In Princess Ida, women in a feminist school have to "mortify" their attraction to men in order to maintain their group identity. The mortification, as well as the group identity, dissolves when the school is infiltrated by some charming and handsome young men.

From my point of view, the impulses that are most often mortified by today's individuals can be conceptualized as being those inclinations of their real selves which conflict with the roles that they have been playing within their families. People have acquired these roles because the roles seem to be required in order to maintain family homeostasis.

In Chapter 3 of my book A Family Systems Approach to Individual Psychotherapy, I discussed several ways in which individuals try to rid themselves of some of their own impulses. Some of the forms of mortification that I described correspond to the psycho­analytic concept of defense mechanisms. In general, modern families and individuals have to do for themselves what was once done for them by the larger group.

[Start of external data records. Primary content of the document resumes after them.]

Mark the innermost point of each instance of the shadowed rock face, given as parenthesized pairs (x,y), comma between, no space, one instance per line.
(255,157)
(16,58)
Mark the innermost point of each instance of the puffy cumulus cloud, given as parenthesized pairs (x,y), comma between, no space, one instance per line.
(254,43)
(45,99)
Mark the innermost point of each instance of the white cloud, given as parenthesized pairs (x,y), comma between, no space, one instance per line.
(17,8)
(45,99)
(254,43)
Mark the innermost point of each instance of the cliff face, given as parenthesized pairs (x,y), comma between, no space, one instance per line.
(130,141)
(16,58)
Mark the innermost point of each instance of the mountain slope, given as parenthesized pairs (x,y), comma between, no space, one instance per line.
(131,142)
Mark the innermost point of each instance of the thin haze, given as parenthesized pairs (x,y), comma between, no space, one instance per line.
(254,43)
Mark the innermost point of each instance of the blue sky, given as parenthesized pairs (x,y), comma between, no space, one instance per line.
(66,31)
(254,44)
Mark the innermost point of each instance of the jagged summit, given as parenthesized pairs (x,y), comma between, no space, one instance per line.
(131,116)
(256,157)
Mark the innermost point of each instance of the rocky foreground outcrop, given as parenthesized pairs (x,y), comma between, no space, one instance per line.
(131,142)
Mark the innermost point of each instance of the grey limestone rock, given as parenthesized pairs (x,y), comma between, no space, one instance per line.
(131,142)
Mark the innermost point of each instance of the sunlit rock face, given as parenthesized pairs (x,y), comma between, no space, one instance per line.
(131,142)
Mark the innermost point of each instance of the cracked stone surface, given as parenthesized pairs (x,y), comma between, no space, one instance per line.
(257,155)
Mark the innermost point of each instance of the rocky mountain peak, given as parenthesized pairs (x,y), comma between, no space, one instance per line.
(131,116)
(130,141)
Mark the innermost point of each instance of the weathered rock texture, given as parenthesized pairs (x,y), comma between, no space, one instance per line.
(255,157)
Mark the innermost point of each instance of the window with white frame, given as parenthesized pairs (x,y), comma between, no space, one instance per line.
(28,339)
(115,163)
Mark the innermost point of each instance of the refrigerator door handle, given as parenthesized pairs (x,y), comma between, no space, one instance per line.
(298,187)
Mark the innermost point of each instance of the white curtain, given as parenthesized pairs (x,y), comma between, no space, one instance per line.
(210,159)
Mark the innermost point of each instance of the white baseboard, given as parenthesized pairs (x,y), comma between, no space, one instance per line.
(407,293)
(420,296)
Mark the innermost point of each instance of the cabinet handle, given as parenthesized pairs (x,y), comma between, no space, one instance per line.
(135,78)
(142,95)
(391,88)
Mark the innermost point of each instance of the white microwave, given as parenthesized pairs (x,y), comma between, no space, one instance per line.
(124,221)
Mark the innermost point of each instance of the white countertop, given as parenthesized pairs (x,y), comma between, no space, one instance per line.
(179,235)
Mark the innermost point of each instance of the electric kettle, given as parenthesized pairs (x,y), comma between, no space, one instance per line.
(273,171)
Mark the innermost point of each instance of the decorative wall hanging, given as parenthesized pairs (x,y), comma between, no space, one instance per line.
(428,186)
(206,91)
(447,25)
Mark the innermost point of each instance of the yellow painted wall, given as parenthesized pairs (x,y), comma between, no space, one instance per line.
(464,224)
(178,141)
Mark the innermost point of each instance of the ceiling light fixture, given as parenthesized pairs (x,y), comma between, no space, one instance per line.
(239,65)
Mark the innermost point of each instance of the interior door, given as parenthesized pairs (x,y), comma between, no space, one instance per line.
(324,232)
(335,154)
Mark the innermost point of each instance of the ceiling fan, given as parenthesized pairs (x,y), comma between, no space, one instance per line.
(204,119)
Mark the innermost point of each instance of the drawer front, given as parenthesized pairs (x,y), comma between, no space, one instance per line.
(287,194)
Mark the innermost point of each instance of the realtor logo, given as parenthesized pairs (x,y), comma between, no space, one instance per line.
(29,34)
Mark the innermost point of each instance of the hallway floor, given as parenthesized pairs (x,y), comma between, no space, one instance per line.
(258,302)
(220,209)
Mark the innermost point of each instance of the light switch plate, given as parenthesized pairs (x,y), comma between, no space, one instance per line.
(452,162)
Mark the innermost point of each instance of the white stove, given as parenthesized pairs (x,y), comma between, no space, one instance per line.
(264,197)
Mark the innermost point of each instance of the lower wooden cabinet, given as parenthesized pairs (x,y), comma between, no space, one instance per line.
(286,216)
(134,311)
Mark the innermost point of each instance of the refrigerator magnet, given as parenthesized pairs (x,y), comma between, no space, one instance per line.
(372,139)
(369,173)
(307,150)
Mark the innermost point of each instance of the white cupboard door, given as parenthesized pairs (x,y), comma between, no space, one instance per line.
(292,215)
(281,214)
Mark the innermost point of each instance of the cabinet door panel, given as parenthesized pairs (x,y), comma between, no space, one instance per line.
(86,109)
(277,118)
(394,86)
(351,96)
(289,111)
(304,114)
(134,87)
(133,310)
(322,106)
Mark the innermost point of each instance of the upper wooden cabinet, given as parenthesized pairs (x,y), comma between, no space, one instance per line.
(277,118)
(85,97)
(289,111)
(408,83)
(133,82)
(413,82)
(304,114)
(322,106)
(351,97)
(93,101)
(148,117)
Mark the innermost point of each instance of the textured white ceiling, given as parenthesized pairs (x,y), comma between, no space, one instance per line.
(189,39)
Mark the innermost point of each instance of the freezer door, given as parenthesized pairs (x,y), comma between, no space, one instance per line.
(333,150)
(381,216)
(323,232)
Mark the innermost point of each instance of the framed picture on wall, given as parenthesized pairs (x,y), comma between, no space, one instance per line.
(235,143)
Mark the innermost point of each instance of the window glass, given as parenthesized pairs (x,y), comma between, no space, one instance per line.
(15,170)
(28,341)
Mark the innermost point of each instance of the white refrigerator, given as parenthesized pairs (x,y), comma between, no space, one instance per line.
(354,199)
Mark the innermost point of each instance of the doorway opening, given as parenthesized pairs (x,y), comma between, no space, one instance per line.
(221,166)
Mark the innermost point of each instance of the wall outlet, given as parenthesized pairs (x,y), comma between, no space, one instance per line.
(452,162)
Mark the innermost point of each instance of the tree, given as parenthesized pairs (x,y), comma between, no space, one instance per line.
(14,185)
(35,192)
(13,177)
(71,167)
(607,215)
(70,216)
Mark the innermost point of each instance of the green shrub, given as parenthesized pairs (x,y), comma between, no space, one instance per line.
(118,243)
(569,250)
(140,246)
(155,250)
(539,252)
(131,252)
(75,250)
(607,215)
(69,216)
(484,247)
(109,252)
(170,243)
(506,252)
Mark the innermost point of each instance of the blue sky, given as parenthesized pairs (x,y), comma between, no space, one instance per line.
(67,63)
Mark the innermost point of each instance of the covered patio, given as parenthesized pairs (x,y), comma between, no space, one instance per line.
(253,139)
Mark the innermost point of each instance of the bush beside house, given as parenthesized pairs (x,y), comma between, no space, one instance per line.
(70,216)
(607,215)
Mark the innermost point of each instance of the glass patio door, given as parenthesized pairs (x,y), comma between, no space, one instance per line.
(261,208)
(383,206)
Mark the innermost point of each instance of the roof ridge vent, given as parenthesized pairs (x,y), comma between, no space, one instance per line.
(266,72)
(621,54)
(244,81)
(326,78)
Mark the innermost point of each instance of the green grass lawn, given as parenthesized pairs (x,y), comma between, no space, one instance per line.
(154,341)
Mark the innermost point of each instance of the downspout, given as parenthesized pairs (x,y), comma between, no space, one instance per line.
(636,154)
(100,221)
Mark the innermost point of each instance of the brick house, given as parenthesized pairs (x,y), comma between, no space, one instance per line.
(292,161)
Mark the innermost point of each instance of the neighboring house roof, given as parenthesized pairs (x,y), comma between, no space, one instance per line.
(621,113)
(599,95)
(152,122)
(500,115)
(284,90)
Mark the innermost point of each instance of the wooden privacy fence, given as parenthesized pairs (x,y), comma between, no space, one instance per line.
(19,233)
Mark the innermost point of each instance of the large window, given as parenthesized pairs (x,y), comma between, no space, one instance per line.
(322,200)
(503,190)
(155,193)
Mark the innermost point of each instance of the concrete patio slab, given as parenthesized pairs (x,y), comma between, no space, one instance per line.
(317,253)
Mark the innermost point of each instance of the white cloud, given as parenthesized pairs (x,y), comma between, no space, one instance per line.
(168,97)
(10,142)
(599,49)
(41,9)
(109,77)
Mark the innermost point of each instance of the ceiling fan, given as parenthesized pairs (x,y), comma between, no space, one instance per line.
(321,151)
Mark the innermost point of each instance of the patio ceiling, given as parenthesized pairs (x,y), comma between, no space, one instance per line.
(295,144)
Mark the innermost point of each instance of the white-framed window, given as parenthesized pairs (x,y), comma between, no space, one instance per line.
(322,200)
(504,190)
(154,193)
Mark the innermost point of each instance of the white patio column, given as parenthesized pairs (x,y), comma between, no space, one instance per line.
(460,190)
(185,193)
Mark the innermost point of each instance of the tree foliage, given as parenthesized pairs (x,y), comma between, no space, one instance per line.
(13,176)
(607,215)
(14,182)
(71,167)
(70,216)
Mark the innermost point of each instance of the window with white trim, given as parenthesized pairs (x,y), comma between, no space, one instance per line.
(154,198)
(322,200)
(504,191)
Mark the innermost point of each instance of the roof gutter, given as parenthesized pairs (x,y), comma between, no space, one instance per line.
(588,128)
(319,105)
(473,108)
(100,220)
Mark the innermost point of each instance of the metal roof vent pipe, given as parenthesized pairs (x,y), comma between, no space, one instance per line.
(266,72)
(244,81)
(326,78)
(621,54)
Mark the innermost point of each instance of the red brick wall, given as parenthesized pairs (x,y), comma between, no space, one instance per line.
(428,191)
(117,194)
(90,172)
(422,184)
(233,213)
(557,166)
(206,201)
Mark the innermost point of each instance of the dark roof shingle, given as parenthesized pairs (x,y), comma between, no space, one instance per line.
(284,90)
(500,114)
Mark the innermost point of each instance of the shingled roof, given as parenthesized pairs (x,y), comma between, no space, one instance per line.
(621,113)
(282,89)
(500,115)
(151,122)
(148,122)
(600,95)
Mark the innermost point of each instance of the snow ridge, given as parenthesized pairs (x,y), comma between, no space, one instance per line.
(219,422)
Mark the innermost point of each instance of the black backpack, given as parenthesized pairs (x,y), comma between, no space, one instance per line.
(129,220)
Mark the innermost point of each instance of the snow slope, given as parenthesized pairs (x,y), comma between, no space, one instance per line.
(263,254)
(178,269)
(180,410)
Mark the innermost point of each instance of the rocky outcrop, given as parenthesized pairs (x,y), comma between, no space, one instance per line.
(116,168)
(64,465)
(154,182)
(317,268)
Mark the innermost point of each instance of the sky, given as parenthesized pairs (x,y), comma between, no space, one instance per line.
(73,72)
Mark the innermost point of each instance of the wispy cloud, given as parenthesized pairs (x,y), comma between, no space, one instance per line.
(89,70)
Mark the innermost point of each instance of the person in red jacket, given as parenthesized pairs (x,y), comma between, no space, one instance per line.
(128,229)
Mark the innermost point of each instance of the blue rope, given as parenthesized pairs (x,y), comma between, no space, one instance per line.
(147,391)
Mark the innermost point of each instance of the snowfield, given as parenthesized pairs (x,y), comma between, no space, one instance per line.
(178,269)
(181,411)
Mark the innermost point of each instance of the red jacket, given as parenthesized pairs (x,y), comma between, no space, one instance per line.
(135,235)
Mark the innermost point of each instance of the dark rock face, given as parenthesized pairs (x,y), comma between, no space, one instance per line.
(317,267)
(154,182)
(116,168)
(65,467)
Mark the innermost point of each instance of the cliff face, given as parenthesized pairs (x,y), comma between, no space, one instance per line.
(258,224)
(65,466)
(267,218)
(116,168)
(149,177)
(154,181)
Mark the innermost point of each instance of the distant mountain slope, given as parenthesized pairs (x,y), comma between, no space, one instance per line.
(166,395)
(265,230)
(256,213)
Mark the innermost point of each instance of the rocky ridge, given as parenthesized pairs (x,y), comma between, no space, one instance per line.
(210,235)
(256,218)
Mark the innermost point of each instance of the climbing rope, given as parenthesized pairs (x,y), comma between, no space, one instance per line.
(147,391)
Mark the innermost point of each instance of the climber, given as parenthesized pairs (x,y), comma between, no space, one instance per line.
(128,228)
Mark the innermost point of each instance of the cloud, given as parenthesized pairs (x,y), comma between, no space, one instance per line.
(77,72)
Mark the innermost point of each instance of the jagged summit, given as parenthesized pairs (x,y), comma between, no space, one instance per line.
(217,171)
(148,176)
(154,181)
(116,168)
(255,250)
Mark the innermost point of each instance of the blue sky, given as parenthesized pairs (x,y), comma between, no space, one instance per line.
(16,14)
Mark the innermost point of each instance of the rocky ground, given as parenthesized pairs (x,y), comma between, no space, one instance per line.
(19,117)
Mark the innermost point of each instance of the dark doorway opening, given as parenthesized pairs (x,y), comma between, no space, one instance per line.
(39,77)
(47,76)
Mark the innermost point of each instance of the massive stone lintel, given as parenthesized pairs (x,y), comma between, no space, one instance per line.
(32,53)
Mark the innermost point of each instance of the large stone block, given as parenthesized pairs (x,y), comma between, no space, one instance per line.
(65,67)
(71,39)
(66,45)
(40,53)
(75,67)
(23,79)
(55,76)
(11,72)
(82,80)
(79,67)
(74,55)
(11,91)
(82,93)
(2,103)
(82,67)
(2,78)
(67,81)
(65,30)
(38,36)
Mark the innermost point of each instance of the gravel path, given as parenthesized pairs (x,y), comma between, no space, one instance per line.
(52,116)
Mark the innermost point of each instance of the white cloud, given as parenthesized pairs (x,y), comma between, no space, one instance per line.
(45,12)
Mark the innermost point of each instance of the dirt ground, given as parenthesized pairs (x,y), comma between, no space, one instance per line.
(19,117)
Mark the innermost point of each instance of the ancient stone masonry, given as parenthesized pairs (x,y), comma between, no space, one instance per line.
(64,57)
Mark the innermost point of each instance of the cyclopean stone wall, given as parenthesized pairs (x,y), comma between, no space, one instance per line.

Where we once had group censure and political exile, we now have family invalidation and emotional cut-offs. In place of fire and brimstone from a preacher, individuals create their own frightening, irrational thoughts in order to scare themselves out of this or that desire. Instead of going to the confessional, they criticize themselves for their base inclinations and find ways to loathe themselves. Rather than engaging in prescribed rituals, they form their own reaction formations, compulsively acting in ways that run counter to their underlying desires. We have all devised ingenious ways to put ourselves down, subjugate our passions, and force ourselves to conform to collective standards or family needs.